No disrespect meant to anybody nor jabs meant. However there is only thing that will fix problems like roll over accidents and so forth. That is experience. You can watch videos and read books and look at brochures forever but sitting in the seat and operating the controls is what makes an operator. I have seen experienced operators operate equipment and put it in places and do things with it on a daily basis with no problems that the engineers that write the manuals say it won't do. I have also seen operators that did less Not know the machinery that would destroy the equipment and themselves on level ground with nothing to cause a problem. It is more of a knowing knowledge than a learning knowledge if that makes sense. Some might say a heart knowledge that is only gained by doing over and over.

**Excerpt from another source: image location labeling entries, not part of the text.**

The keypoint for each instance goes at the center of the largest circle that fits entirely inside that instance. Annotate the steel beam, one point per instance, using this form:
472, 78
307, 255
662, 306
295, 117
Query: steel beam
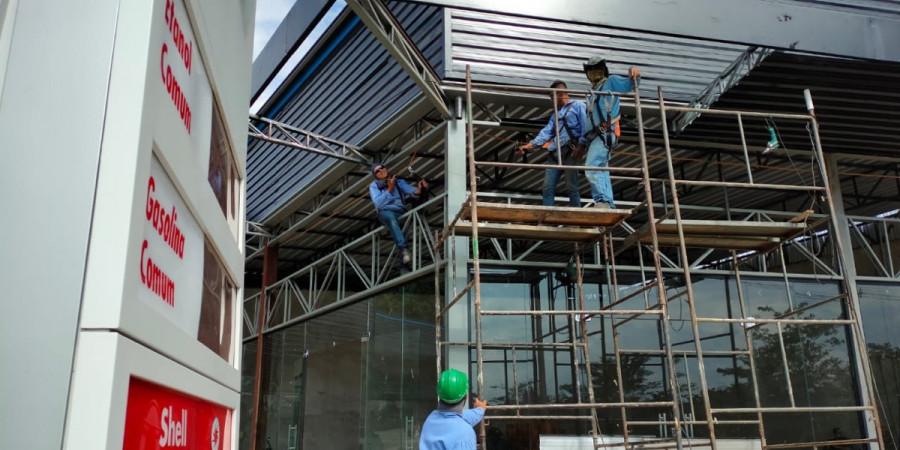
387, 29
333, 202
283, 134
732, 75
295, 27
788, 26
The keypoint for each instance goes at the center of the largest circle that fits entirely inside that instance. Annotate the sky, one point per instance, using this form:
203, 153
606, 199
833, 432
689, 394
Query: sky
269, 14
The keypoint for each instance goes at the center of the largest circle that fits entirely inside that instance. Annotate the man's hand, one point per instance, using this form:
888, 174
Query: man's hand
421, 186
523, 148
578, 152
634, 72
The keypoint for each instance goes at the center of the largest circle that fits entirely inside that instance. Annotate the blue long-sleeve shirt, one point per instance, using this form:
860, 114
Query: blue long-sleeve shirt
604, 108
573, 114
450, 430
385, 200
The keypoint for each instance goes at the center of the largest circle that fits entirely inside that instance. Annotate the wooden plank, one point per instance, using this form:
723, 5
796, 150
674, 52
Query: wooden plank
722, 242
731, 228
549, 215
530, 232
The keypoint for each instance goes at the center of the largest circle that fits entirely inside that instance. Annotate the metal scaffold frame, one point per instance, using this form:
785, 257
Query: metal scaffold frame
671, 229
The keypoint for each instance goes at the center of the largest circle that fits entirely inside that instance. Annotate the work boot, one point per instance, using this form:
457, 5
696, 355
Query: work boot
405, 256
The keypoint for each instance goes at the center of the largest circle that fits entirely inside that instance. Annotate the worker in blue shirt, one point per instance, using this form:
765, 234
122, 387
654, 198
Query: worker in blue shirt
572, 117
449, 427
603, 125
388, 194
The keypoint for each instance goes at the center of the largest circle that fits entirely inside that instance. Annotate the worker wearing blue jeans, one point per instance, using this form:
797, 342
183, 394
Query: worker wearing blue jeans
603, 127
388, 194
572, 117
449, 427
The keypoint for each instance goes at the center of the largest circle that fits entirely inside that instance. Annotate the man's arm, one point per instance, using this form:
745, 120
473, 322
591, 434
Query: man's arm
621, 83
586, 126
544, 135
473, 416
406, 188
378, 196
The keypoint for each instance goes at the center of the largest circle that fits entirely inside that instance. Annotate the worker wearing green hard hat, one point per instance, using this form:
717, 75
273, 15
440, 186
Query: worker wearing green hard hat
450, 425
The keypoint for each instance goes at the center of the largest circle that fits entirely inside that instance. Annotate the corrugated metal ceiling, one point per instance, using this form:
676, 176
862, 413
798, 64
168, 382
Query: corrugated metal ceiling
534, 52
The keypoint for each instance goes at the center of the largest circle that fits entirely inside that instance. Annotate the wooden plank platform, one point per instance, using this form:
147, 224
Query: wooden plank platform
548, 215
724, 234
531, 232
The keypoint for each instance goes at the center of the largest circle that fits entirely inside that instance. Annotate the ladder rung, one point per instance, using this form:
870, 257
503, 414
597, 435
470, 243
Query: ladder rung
583, 405
513, 345
586, 312
538, 418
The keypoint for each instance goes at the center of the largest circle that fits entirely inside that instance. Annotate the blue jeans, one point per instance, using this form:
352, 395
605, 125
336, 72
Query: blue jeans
391, 221
601, 185
551, 179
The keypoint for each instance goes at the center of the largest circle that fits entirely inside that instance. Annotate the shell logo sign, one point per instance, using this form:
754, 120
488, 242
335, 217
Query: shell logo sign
159, 418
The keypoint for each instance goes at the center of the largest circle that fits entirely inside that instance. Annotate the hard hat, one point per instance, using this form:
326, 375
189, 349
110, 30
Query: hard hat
453, 386
595, 63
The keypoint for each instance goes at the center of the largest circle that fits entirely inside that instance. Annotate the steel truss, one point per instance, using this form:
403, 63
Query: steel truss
360, 269
281, 133
385, 27
621, 312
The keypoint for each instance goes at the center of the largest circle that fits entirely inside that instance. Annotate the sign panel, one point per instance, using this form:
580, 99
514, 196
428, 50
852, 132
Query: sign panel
171, 252
157, 417
179, 77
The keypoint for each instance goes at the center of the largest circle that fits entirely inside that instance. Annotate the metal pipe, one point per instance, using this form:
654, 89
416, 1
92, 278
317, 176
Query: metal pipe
585, 339
639, 351
778, 321
476, 267
556, 128
748, 342
567, 312
614, 405
839, 443
260, 326
787, 370
738, 184
556, 166
538, 417
744, 147
788, 409
704, 386
457, 297
500, 345
611, 275
661, 288
853, 308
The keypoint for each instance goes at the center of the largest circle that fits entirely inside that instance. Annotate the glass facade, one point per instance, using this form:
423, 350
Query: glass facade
363, 376
818, 357
880, 304
359, 377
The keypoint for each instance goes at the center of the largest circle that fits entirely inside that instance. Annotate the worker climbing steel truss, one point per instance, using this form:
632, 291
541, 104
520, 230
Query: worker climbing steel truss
588, 227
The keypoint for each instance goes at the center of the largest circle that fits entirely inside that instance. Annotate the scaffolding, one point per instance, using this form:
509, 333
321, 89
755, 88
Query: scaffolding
586, 227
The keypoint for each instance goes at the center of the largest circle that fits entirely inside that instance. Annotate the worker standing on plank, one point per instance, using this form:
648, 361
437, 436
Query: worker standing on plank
389, 195
603, 127
572, 117
449, 427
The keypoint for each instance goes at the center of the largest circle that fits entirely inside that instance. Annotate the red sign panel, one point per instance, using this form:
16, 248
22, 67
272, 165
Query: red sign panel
157, 417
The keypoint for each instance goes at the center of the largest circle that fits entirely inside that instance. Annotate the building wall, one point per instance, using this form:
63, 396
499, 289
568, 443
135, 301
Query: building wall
52, 101
345, 93
359, 377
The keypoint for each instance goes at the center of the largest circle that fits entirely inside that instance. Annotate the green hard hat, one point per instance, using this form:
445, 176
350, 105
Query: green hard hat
453, 386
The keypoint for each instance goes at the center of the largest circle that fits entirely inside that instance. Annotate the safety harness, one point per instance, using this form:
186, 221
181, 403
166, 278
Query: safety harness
573, 139
610, 123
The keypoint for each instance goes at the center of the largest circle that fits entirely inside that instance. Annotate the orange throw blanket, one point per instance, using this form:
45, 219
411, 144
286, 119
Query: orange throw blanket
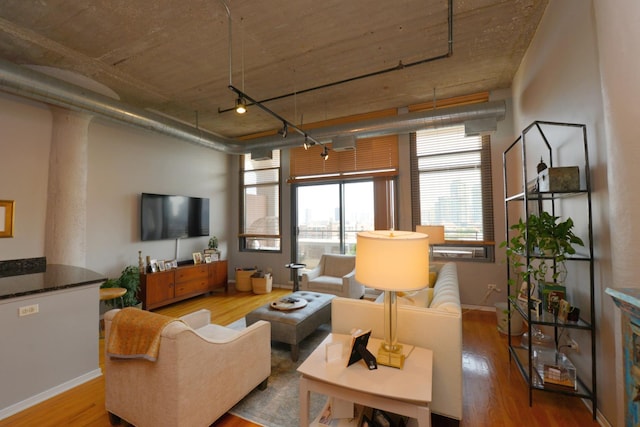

I remember when I was a kid I would go to the woods with my grandfather. In those days they hurled pulp wood in 6' lengths stacked crosswise on a truck. They drove the trucks in the woods and loaded them and drove them out. There were some older men in the crew that would walk the ground where the trucks were going in. They had a kind of bouncy way that they walked. When they would hit a certain place they would mark it. They could tell you immediately when they walked across it whether or not a loaded truck would go across it without sinking. They could tell you how much wood could be put on the truck and it still come out. They just knew because they had done it so much.
That is the way with operating most any equipment in less than desirable conditions. It takes experience. Sadly today we try to legislate safety instead of learning the equipment.
Anybody that operates equipment has to put it in marginal places at times. At the end of the day knowing the machine and what it will and won't do is what will bring you home alive.
We all want to be as safe as we possibly can.